As formas são variadas. Apelidos pejorativos, piadas preconceituosas, olhares desconfiados, exclusão do convívio social com o grupo. A coordenadora do estudo, Míriam Abramovay, conta que os apelidos dados aos negros impressionam. “Quase sempre eles são relacionados ao que os jovens consideram como ruim. Zé Pequeno (o traficante do filme Cidade de Deus), preto de macumba, negro safado, chocolate podre, endiabrado, galinha preta de macumba, preta fedida. São todos muito fortes”, afirma.

 

Miriam lembra que esse tipo de inferiorização não pode ser considerado uma brincadeira. “Às vezes, o conceito de brincadeira leva ao silêncio. E a escola é um ambiente privilegiado para combater o racismo”, afirma. A pesquisadora lembra que a discriminação carrega uma violência simbólica e provoca inúmeras situações de constrangimento e exclusão, que prejudicam o desempenho escolar.

 

Alisson conta que ele revertia cada ato de preconceito a seu favor. “Não me abatia fácil”, diz. “Sempre tive vontade de mudar. Fui um bom aluno. Minha mãe criou a gente sozinha. Ela trabalhava como empregada doméstica, então a gente se criou sozinho mesmo. Nunca me envolvi com crime ou drogas, sempre fui exemplo. Falo de boca cheia que sou um negro vencedor. Perdi muitos amigos, meu irmão está preso. Queria uma vida diferente”, conta.

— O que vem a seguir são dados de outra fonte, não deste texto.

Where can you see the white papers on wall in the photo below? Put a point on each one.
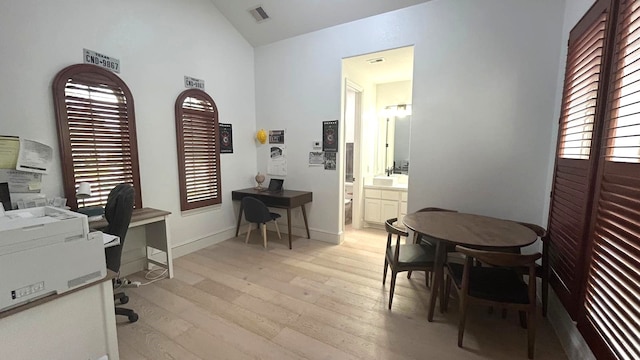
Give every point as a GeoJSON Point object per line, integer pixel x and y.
{"type": "Point", "coordinates": [277, 160]}
{"type": "Point", "coordinates": [22, 163]}
{"type": "Point", "coordinates": [34, 157]}
{"type": "Point", "coordinates": [9, 148]}
{"type": "Point", "coordinates": [316, 158]}
{"type": "Point", "coordinates": [21, 181]}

O estudante do 5º semestre de Educação Física conseguiu. No ensino médio, já era um menino consciente e envolvido na luta por direitos dos negros. Pelo movimento hip hop, se envolveu com projetos em organizações não-governamentais. Atuou no grêmio estudantil na escola e se destacou. Com autoestima elevada, queria chegar ao ensino superior e não passar pelo que a mãe passou.

 

Alisson estuda na Universidade Católica de Brasília. O curso, que é caro, é pago pelo Instituto Ayrton Senna, para onde trabalha hoje como agente técnico de formação juvenil. Antes disso, foi segurança em festas, auxiliar de pedreiro e ajudante de mudanças. “Senti muito preconceito e recebi muita porta na cara”, lembra. Mas não ligava. Tudo o que conseguia guardava para pagar a faculdade. “Passei fome, não comprava nenhuma apostila ou livro. Fui o primeiro da família a chegar à faculdade. Demorou muito tempo para eu me reconhecer. Hoje, ajudo os outros”, conta.

 

Danielle Valverde, especialista em educação do Fundo das Nações Unidas para Educação para a Mulher (Unifem), acredita que a educação tem um papel fundamental para mudar a trajetória de discriminação e preconceito nas escolas. Por isso, ressalta a importância de garantir o cumprimento da lei que obriga a inclusão de história e cultura afrobrasileira nos currículos escolares.

“Temos de mostrar para os alunos a verdadeira formação social da população brasileira. A desconstrução do racismo passa pelos bancos escolares. Na medida em que as escolas adotarem uma política que, de fato, apresente uma nova compreensão desses povos na formação da sociedade, conseguiremos desconstruir o racismo”, defende.